Anmerkung: Über das Schicksal der Familie Moschnitschka liegt eine detaillierte Dokumentation
von Frau Inge Ellermann, geb. Knoblich, im Archiv des Adlergebirges im Kulturhaus der Stadt Waldkraiburg vor.

T.F.


Schnappelied
 

Schmilzt der Schnee und Veilchen blühen schon im Garten wie im Wald,

Lerchen auf zum Himmel steigen und des Kuckucks Ruf erschallt,

drängen sich in jedem Herzen Frühlingsstimmung, Wanderlust.

"Auf zur Schnappe!" gilt die Losung, mancher Juchzer hebt die Brust:

Refrain: Schnappe - Bier, Schnappe - Wein, Schnappe - Huhn, Schnitzel fein!

Schnappe Dich nur richtig satt, tanze, sing´und sei nicht fad!

Wär ich Doktor in Bad Reinerz, käm´ bald jeder zu mir her.

Ich verordnete nicht Pillen, keine Wasserkuren mehr;

riet nur fleißig Berge steigen, da stellt Appetit sich ein;

schickte jeden nach der Schnappe, mein Rezept würd´ dieses sein:

Refrain: Schnappe – Bier ...

Oftmals hört´man kritisieren, dass der Weg zur "Schnappe" schlecht,

dass man künftig Promenaden und Alleen schaffen möchte´!

Besonders nachts das ´Runterstolpern, das fällt manchem bitter schwer;

wenn doch wenigstens bis Kohlau eine schöne Rutschbahn wär´!

Refrain: Schnappe - Bier ...

Jüngst kam ´rauf ein fremdes Pärchen, wollt´ die "Schnappe" kennen lern´.

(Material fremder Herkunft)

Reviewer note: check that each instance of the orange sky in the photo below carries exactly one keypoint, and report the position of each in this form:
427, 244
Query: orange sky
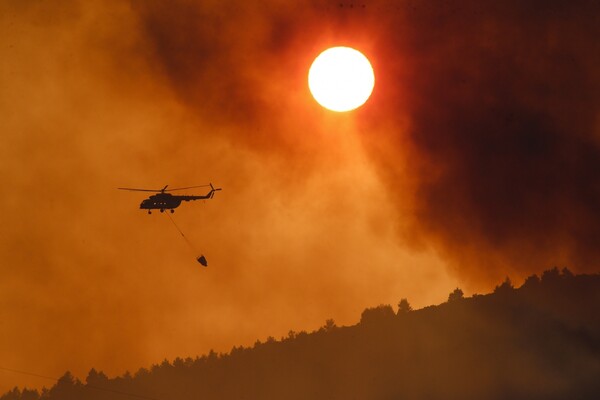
475, 158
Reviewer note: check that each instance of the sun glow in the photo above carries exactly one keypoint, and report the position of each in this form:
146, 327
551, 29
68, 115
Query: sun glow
341, 79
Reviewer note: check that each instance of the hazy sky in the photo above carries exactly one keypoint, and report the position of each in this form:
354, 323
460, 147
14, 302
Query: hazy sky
476, 158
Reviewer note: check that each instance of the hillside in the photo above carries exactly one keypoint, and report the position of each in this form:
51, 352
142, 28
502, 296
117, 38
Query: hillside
538, 341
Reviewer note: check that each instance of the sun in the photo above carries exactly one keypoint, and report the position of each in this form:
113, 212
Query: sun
341, 79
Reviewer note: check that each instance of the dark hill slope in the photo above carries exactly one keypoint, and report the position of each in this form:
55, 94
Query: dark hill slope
540, 341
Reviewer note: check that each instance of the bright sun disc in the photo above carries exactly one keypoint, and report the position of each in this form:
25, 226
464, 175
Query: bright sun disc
341, 79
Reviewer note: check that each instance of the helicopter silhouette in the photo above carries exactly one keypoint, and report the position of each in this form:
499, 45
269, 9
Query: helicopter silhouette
166, 201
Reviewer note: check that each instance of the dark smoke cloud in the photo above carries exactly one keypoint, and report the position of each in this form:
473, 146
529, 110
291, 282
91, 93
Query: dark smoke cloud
501, 102
493, 105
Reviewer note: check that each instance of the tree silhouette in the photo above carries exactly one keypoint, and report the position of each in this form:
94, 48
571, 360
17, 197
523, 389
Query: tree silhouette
404, 307
457, 294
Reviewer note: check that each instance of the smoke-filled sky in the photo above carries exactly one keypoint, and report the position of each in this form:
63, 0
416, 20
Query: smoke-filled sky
477, 157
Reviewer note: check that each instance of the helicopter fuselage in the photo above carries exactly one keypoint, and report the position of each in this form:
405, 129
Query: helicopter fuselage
166, 201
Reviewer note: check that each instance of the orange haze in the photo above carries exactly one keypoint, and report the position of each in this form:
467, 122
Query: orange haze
476, 158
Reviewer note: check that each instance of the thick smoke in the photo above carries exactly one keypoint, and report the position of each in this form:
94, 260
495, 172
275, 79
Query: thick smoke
479, 147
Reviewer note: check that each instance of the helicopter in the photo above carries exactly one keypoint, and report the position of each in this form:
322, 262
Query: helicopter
166, 201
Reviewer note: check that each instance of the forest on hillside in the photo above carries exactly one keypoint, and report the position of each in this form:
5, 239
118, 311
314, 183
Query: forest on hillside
538, 341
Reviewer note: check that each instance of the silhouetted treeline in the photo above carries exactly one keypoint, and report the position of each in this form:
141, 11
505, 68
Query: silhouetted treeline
539, 341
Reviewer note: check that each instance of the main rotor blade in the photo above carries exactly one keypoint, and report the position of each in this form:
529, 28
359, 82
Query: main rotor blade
139, 190
188, 187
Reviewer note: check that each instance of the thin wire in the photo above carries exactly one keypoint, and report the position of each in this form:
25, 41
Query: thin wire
87, 385
182, 235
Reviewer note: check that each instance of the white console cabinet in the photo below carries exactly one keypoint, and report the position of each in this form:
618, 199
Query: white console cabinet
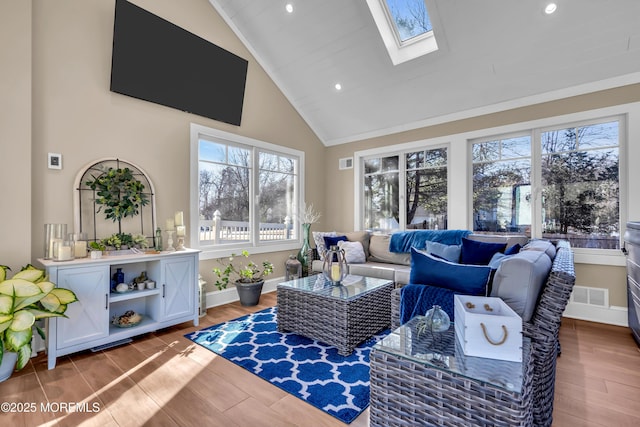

Als sie sah´ n das schlichte Häuschen, gedachten sie gleich umzukehr´n,.

Da ich hörte ihre Meinung, bat ich sie, doch einzukehr´n;

spielte fleißig lust´ge Weisen und tat freundlich sie belehr´n:

Refrain: Schnappe – Bier ...

Doch was nützen fromme Wünsche, nichts vollkommen auf der Welt!

Unsre "Schnappe" wird bestehen, auch, wenn ihr so manches fehlt!

Schnappe – Wein und frohe Lieder fördern die Gemütlichkeit,

seid willkommen, hockt Euch nieder und genießt, was man Euch beut!

Refrain: Schnappe – Bier ...



  


Die "Schnappe" heißt heute "Chata Cihalka" und wird noch bewirtschaftet.